Ma la partita non è solo tra le celebrazioni di oggi e quelle di ieri. Biden conosce bene l’oratoria di stampo americano che, a partire dal presidente americano Harry Truman e la sua “dottrina” (12 marzo 1947), segna la linea di politica estera degli Stati Uniti d’America, volta a contrastare l’espansionismo sovietico, che in seguito contribuì a un’ulteriore accelerazione della guerra fredda. Da allora gli USA sono “custodi” della verità e chi lo mette in dubbio non “resti impunita”.
Attraversare i territori dei discorsi orali in piazza significa prestare una maggiore attenzione nei confronti degli eventi storici, perché ogni dimensione sonora che si integra con la divulgazione – accompagnata da voci, rumori, rituali, facezie… – veicola “agenti” della comunicazione verbale. Come non ricordare il presidente Ronald Regan durante il suo discorso tenuto presso la Porta di Brandeburgo, il 12 giugno 1987, a Berlino: “Apra questa porta, Signor Gorbaciov”. E come non ricordare il precedente John Fitzgerald Kennedy, che tenne a Berlino Ovest, il 26 giugno del 1963, il suo discorso con il celebre “Ich bin ein Berliner”, rivolgendosi, allora, a Nikita Kruscev. A ottant’anni di distanza, è necessario rimarcare il senso e l’importanza del discorso di Biden, che in definitiva ripete la lezione dei suoi predecessori. La dimensione orale della comunicazione e l’analisi del discorso deve rimane tuttora – a mio avviso – uno dei campi di ricerca più severamente studiato, se vogliamo capire meglio anche l’inizio e la fine di ogni guerra, compresa quella “fredda”.

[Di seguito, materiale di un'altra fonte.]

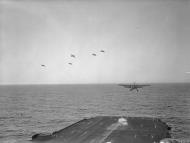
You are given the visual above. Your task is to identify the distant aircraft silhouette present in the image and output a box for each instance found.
[71,54,76,58]
[119,83,150,92]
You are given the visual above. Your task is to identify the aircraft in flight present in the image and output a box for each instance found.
[119,83,150,92]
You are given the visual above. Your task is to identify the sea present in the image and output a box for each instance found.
[0,83,190,143]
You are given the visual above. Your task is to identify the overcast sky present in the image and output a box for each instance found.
[0,0,190,84]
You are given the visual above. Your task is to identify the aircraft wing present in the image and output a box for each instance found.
[118,84,131,88]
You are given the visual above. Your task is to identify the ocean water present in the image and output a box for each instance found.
[0,83,190,143]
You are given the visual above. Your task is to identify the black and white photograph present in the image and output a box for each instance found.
[0,0,190,143]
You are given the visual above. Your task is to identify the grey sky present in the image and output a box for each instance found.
[0,0,190,84]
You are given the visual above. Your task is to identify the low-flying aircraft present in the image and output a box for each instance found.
[70,54,76,58]
[119,83,150,92]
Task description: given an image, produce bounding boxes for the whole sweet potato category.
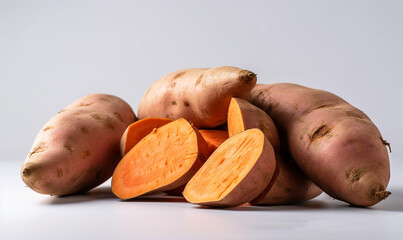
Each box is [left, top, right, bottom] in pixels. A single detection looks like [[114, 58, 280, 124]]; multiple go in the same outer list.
[[250, 83, 390, 206], [138, 67, 256, 128], [21, 94, 136, 196]]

La comunicazione orale aveva, e ha, un peso decisivo nei discorsi, soprattutto quelli enunciati dai presidenti americani, che dopo lo sbarco in Normandia hanno mutato il corso degli eventi storici nel mondo. È evidente come l’interesse per la storia della comunicazione sia condizionato dal vivere in una società in cui i media dominano la realtà. Ma la storia non è un processo lineare, e il pericolo che il vero e il falso diventino inestricabili ci porta ancora oggi a non capire che dopo la caduta del Muro di Berlino il confine dell’Europa orientale è blindato nuovamente dal filo spinato, dai campi minati, dai fossati anticarro e dai bunker di ogni forma/costruzione/misura per difendersi dal solito nemico russo, che va fermato. Era forse questo il significato dell’ovazione rivolta al presidente ucraino Zelensky? Chi può saperlo, ma gli indizi ci sono tutti e ci rivelano, con grande evidenza, come ogni discorso, ogni manifestazione/celebrazione abbia da sempre svolto una funzione nevralgica. Gli esempi si potrebbero moltiplicare. Ma proprio le connessioni celebrative troppo dirette tra presente e passato dovrebbero invece indurci alla cautela, perché anche le cose impensabili e impossibili possono ripetersi.

P.S. redazionale
Comunque, contrariamente a quanto hanno diffuso alcuni media, lo ripetiamo: lo sbarco alleato ebbe luogo in Normandia: non in Lombardia.